This is the mail archive of the
gcc-patches@gcc.gnu.org
mailing list for the GCC project.
Re: [PATCH/AARCH64] Improve/correct ThunderX 1 cost model for Arith_shift
- From: James Greenhalgh <james dot greenhalgh at arm dot com>
- To: Andrew Pinski <pinskia at gmail dot com>
- Cc: GCC Patches <gcc-patches at gcc dot gnu dot org>, nd <nd at arm dot com>
- Date: Wed, 21 Jun 2017 12:13:13 +0100
- Subject: Re: [PATCH/AARCH64] Improve/correct ThunderX 1 cost model for Arith_shift
- Authentication-results: sourceware.org; auth=none
- Authentication-results: spf=pass (sender IP is 217.140.96.140) smtp.mailfrom=arm.com; gcc.gnu.org; dkim=none (message not signed) header.d=none;gcc.gnu.org; dmarc=bestguesspass action=none header.from=arm.com;
- Nodisclaimer: True
- References: <CA+=Sn1mzb055iDq8SNJ2reoywrjCAf99HV5v4ZHNuxdNuwaMjg@mail.gmail.com> <20170607171603.GA36988@arm.com> <CA+=Sn1=HTGzLmch4dkGmgorgd4ybh9+tJkpr50YNHwZhdjixVg@mail.gmail.com> <CA+=Sn1m4QemO73V78LQkL+-nGP3fUy-6pAEMrrQgtQDJ3SDHBg@mail.gmail.com>
- Spamdiagnosticmetadata: NSPM
- Spamdiagnosticoutput: 1:99
On Tue, Jun 20, 2017 at 02:07:22PM -0700, Andrew Pinski wrote:
> On Mon, Jun 19, 2017 at 2:00 PM, Andrew Pinski <pinskia@gmail.com> wrote:
> > On Wed, Jun 7, 2017 at 10:16 AM, James Greenhalgh
> > <james.greenhalgh@arm.com> wrote:
> >> On Fri, Dec 30, 2016 at 10:05:26PM -0800, Andrew Pinski wrote:
> >>> Hi,
> >>> Currently for the following function:
> >>> int f(int a, int b)
> >>> {
> >>> return a + (b <<7);
> >>> }
> >>>
> >>> GCC produces:
> >>> add w0, w0, w1, lsl 7
> >>> But for ThunderX 1, it is better if the instruction was split allowing
> >>> better scheduling to happen in most cases, the latency is the same.
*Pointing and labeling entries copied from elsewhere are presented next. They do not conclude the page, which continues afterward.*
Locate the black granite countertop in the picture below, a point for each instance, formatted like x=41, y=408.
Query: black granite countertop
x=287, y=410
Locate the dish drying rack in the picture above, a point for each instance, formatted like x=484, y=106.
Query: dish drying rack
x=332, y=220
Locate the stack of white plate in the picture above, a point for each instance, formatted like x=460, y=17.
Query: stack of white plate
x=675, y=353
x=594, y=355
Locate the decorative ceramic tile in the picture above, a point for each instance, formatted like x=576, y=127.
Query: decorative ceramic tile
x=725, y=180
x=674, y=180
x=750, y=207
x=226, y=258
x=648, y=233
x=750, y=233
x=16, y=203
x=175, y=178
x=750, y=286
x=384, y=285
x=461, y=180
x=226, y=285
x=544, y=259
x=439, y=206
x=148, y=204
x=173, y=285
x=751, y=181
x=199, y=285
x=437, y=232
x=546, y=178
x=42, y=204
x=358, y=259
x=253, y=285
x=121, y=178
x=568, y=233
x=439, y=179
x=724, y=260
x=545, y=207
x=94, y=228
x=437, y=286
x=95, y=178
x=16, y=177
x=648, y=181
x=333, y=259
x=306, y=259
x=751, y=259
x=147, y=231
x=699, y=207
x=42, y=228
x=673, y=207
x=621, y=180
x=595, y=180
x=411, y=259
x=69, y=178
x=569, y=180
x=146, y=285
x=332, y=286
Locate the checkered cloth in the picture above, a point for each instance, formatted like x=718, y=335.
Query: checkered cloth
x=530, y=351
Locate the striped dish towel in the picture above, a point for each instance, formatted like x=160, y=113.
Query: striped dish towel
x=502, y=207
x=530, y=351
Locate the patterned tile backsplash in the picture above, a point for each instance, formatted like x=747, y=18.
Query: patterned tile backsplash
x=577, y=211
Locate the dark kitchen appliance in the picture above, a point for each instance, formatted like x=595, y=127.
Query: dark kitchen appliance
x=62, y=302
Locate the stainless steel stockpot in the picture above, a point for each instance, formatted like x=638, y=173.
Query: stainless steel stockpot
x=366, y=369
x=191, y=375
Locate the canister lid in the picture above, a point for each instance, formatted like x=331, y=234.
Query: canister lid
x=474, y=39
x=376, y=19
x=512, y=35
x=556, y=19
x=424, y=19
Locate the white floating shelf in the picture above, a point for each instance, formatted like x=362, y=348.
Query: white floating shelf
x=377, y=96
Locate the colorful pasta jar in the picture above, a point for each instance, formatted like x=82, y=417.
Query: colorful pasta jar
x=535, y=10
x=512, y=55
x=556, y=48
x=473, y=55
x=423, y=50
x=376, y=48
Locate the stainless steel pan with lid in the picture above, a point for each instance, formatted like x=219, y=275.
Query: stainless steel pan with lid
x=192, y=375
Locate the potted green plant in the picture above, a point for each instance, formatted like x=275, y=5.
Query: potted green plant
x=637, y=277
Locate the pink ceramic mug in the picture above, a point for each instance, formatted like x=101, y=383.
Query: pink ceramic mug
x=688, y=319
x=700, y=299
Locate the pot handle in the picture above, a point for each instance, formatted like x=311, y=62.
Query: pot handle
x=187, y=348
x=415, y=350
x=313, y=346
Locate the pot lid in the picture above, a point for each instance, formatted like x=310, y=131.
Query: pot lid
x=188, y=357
I
> >>> get a small improvement in coremarks, ~1%.
> >>>
> >>> Currently the code does not take into account Arith_shift even though
> >>> the comment:
> >>> /* Strip any extend, leave shifts behind as we will
> >>> cost them through mult_cost. */
> >>> Say it does not strip out the shift, aarch64_strip_extend does and has
> >>> always has since the back-end was added to GCC.
> >>>
> >>> Once I fixed the code around aarch64_strip_extend, I got a regression
> >>> for ThunderX 1 as some shifts/extends (left shifts <=4 and/or zero
> >>> extends) are considered free so I needed to add a new tuning flag.
> >>>
> >>> Note I will get an even more improvement for ThunderX 2 CN99XX, but I
> >>> have not measured it yet as I have not made the change to
> >>> aarch64-cost-tables.h yet as I am waiting for approval of the renaming
> >>> patch first before submitting any of the cost table changes. Also I
> >>> noticed this problem with this tuning first and then looked back at
> >>> what I needed to do for ThunderX 1.
> >>>
> >>> OK? Bootstrapped and tested on aarch64-linux-gnu without any
> >>> regressions (both with and without --with-cpu=thunderx).
> >>
> >> This is mostly OK, but I don't like the name "easy"_shift_extend. Cheap
> >> or free seems better. I have some other minor points below.
> >
> >
> > Ok, that seems like a good idea. I used easy since that was the
> > wording our hardware folks had came up with. I am changing the
> > comments to make clearer when this flag should be used.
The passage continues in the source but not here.